This week I read this paper that details the algorithm Pinterest has in production currently for generating recommendations. They use Graph Convolutional Networks to accomplish this but another challenge they overcame was production level scalability of GCNs.

The authors have described the algorithm through 3 components: Efficient on-the-fly convolutions, Producer Consumer minibatch construction, efficient MapReduce inference. In this post I’m going to cover only the component concerned with the convolutions.

Graph Convolutional Networks

The core idea behind GCNs is to learn how to iteratively aggregate feature information from local graph neighborhoods using neural networks. Here a single “convolution” operation transforms and aggregates feature information from a node’s one-hop graph neighborhood, and by stacking multiple such convolutions information can be propagated across far reaches of a graph. Currently, most graph neural network models have a somewhat universal architecture in common. The goal of these models is to learn a function of signals/features on a graph $ G = (V, E) $ which takes as input: * A set of features $ x_i $ for each node $ i $, i.e. an $ N x D $ matrix $ X $. * A representative description of the graph structure in matrix form; typically in the form of an adjacency matrix $ A $ (or some transformation of it).

The model produces an output $ Z $ which is node specific feature vector. Every neural network layer can then be written as a non-linear function: $ \begin{aligned} H^{(l + 1)} = f(H^{(l)}, A) \end{aligned} $ with $ H^{(0)} = X $ and $ H^{(l)} = Z $, $ L $ being the number of layers.

Thus GCNs can capture both the node’s properties and the graphical structure it is positioned in. Totally Awesome article on Graph Convolutional Networks, source of the above example and container of an example can be found here

Pinterest’s recommendation engine

Pinterest is a content sharing and discovery platform where users interact with pins, which are visual bookmarks to online content. User generated data sets comprise of pins that the user organizes thematically. >Altogether, the Pinterest graph contains 2 billion pins, 1 billion boards, and over 18 billion edges (i.e., memberships of pins to their corresponding boards).

The author’s primary mission was to generate high qualtiy embeddings or representations of pins that can be used for recommendation tasks.

The Pinterest environment is modeled as a bipartite graph consisting of nodes in two disjoint sets, $ I $ being viewed as a set of items and $ C $ as a set of user-defined contexts or collections. Each pin $ u \space \varepsilon \space $ has associated real-valued features $ x_u \space \varepsilon \space {\Bbb R}^{d} $, which can be metadata or content information about the pin.

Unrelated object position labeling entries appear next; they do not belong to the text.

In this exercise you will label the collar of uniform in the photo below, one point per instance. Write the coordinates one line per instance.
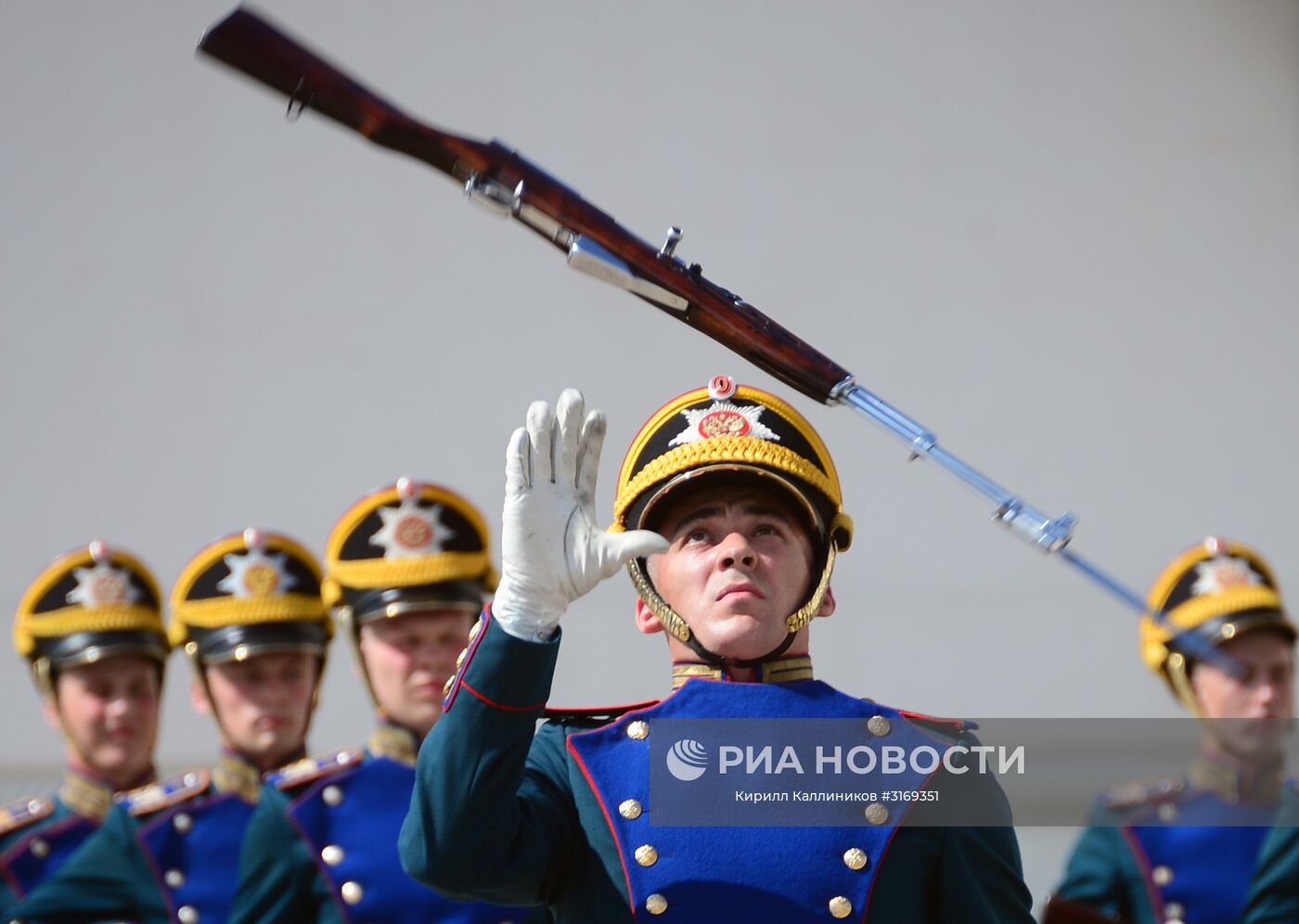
(395, 742)
(84, 796)
(1236, 783)
(236, 775)
(777, 671)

The core idea of Pinsage lies in it’s local convolution mechanism. The representations $ z_v, \forall \space v \space \varepsilon N(u), u$’s neighborhood are passed through a dense neural network and then through an aggregator function on the resulting set of vectors. This aggregation step provides a vector representation $ n_u $ of $u$’s local neighborhood. This is then concatenated with $u$’s current representation $h_u$ and then transformed using another dense neural network layer. The output of the algorithm is a representation of $u$ that incorporates both information about itself and it’s neighborhood.

An important part of this algorithm is defining the “neighborhood” of a node. Previously, GCNs have used simply k-hop neighborhoods. In Pinsage, the neighborhood of a node $u$ is defined as the $ T $ nodes that exert the most influence on node u. Top $ T $ nodes with the highest $ L_1 $ normalized visit counts as a result of a random walk with respect to node $ u $ are used as the neighborhood of $ u $.

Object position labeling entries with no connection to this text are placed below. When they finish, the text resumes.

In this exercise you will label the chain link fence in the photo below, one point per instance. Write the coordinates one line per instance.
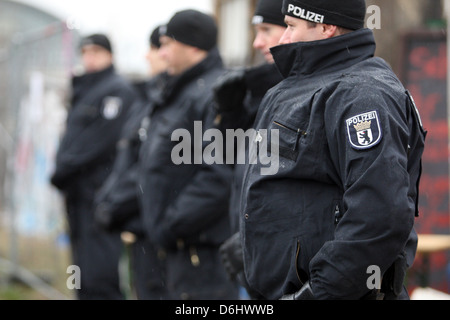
(34, 68)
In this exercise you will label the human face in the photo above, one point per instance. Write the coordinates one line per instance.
(298, 30)
(95, 58)
(267, 36)
(177, 55)
(156, 64)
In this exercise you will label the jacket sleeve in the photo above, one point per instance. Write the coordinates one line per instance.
(94, 142)
(201, 205)
(378, 206)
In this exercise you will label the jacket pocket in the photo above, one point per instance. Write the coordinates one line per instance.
(301, 261)
(289, 137)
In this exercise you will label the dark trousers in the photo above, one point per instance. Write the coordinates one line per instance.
(197, 273)
(96, 252)
(148, 271)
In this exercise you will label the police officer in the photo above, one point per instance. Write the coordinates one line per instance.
(117, 202)
(342, 202)
(100, 101)
(238, 95)
(185, 203)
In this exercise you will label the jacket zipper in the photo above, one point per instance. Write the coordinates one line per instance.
(296, 262)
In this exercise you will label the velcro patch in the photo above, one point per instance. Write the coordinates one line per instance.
(364, 130)
(112, 107)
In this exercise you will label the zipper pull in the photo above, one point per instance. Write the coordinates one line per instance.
(195, 260)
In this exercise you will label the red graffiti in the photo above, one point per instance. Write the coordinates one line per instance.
(427, 64)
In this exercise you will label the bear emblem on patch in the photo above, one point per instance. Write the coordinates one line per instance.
(364, 130)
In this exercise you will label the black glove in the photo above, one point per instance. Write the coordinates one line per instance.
(393, 279)
(305, 293)
(230, 91)
(103, 217)
(232, 256)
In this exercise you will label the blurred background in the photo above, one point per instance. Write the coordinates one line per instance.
(38, 41)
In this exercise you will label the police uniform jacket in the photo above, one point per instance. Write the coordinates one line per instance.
(99, 106)
(184, 204)
(344, 195)
(117, 201)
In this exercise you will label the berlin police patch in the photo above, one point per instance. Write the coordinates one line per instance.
(364, 130)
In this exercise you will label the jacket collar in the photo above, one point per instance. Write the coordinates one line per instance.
(174, 84)
(303, 58)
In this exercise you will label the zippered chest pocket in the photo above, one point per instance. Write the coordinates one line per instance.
(289, 138)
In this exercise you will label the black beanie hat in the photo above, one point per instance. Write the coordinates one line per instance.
(154, 37)
(193, 28)
(97, 39)
(269, 11)
(349, 14)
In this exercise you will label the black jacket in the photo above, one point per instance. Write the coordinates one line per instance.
(117, 202)
(184, 203)
(344, 195)
(99, 106)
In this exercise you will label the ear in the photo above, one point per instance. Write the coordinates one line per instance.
(329, 31)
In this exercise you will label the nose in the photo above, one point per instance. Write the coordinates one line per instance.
(259, 43)
(285, 38)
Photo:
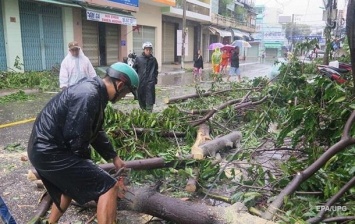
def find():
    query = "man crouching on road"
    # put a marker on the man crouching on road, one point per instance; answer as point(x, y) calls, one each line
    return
point(59, 144)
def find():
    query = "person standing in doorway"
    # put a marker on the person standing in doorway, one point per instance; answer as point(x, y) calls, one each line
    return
point(146, 66)
point(74, 67)
point(216, 62)
point(198, 66)
point(225, 61)
point(234, 70)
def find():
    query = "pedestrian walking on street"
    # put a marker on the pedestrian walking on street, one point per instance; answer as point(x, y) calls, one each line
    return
point(59, 146)
point(234, 69)
point(225, 61)
point(75, 66)
point(146, 66)
point(198, 67)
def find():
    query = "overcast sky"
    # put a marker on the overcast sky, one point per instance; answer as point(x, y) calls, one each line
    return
point(310, 9)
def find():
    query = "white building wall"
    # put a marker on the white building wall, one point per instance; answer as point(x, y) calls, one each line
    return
point(12, 32)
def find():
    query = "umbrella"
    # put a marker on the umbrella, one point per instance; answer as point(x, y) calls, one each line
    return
point(227, 47)
point(241, 43)
point(215, 45)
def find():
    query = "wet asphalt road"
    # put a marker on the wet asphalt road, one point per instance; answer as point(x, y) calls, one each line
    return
point(169, 85)
point(20, 194)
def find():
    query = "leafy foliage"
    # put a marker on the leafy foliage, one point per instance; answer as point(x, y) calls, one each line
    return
point(18, 96)
point(16, 80)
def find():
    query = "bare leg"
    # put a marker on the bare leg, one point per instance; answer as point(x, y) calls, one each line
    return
point(107, 206)
point(55, 213)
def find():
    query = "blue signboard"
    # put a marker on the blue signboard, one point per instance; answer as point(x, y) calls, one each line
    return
point(127, 2)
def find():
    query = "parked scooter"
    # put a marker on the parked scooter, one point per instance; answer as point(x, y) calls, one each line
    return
point(335, 74)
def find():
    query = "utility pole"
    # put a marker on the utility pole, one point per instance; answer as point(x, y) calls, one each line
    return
point(183, 34)
point(330, 8)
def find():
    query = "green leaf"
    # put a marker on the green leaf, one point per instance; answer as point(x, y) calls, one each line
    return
point(340, 99)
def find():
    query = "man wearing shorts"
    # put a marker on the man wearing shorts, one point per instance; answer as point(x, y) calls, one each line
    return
point(59, 146)
point(234, 70)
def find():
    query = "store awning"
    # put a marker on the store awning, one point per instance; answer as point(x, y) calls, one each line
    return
point(222, 33)
point(110, 16)
point(241, 34)
point(62, 3)
point(272, 45)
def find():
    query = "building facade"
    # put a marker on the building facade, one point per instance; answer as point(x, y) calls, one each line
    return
point(269, 31)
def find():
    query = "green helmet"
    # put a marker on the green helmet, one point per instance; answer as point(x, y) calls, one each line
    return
point(126, 74)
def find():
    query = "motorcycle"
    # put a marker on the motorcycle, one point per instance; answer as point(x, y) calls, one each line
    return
point(335, 74)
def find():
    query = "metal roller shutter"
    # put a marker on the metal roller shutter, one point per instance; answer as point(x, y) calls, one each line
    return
point(3, 63)
point(91, 41)
point(168, 42)
point(253, 52)
point(190, 50)
point(112, 43)
point(141, 35)
point(42, 35)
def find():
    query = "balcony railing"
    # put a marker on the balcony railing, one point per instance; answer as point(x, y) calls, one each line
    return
point(231, 22)
point(250, 3)
point(194, 8)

The advantages of this importance-based neighborhood definition are two-fold. First, selecting a fixed number of nodes to aggregate from allows us to control the memory footprint of the algorithm during training. Second, it allows us to take into account the importance of neighbors when aggregating the vector representations of neighbors. In particular, we implement this as a weighted-mean, with weights defined according to the L1 normalized visit counts. We refer to this new method as importance pooling.

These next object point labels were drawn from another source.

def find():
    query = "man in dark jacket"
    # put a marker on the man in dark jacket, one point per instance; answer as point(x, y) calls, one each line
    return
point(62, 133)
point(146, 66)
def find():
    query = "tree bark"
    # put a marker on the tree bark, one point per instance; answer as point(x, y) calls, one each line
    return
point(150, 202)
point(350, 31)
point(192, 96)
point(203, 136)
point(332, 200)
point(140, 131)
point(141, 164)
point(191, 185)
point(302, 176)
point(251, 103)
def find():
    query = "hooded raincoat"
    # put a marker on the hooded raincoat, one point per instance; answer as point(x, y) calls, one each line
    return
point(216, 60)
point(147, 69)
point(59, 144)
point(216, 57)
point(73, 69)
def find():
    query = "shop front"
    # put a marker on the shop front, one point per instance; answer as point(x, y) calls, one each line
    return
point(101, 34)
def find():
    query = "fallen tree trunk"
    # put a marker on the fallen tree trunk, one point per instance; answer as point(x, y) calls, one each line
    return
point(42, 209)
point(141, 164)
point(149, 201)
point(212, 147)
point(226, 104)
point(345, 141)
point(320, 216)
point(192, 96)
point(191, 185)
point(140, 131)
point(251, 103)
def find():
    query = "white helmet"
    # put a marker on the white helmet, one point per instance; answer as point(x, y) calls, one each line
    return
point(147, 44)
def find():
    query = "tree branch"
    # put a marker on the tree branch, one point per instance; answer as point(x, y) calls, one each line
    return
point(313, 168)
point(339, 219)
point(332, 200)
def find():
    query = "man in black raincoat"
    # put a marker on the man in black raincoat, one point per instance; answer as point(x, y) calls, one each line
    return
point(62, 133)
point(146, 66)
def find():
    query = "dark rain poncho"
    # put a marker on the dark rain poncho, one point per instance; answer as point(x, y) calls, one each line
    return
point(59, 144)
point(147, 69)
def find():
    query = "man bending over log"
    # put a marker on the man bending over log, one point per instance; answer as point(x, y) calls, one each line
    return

The various convolutions are stacked, i.e. applied one after the other successively on the data.

Now given the generated embeddings and a query item q, recommendations are obtained using the K-nearest neighbors of the query item’s embedding.


This is it for this post, I hope it projects a satisfactory explanation of Pinsage and graph convolutional networks. This post will be limited to the GCN part of the paper. I’ll try and read the rest of it to understand the scalability and training part of Pinsage.